President Trump Says Japan Drops Bowling Balls On Cars. It Doesn't.

The president claimed Japan drops bowling balls on cars to test their sturdiness. It doesn't — at all.
Posted at 11:27 PM, Mar 21, 2018

At a private fundraising event earlier this month, President Donald Trump was talking about trade when he brought up standards for cars in Japan. This is what he said:

"It's called the bowling ball test. ... They take a bowling ball from 20 feet up in the air and they drop it on the hood of the car. ... And if the hood dents, then the car doesn't qualify." At the White House press briefing the next day ... it came up. 

"I worked in Japan for about 20 years. I covered the automotive industry. I don't recall anything like this; no one we've spoken with in the industry recalls it. Did you speak with the president about this and where did he get this from?" a reporter asked White House press secretary Sarah Sanders. 

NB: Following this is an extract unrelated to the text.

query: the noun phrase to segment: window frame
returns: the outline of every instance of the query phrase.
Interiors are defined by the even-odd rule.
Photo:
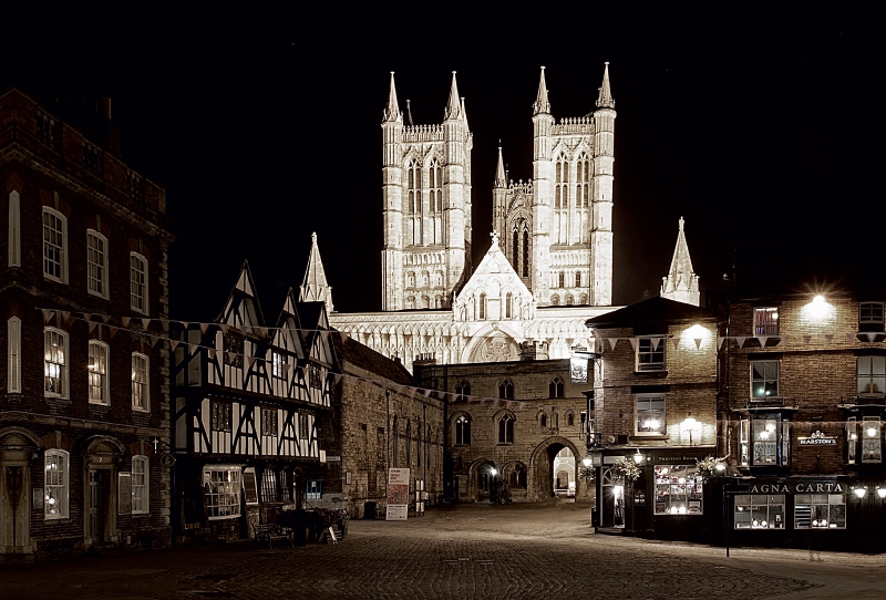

"Look, the president's been talking about unfair trade practices for decades, it's not new for him," Sanders responded. "Obviously he's joking about this particular test, but it illustrates the creative ways some countries are able to keep American goods out of their markets."

Does it? It turns out there is a test in Japan where a hemisphere-shaped object is fired at the front end of a car to test how much force someone's head would have to absorb if the car hit them, but that test is about the human head, not about the car. In fact, in that test, the more give the car has, the better it is for the skull.

So, in this case, the president's talk of this "bowling ball test" is just false.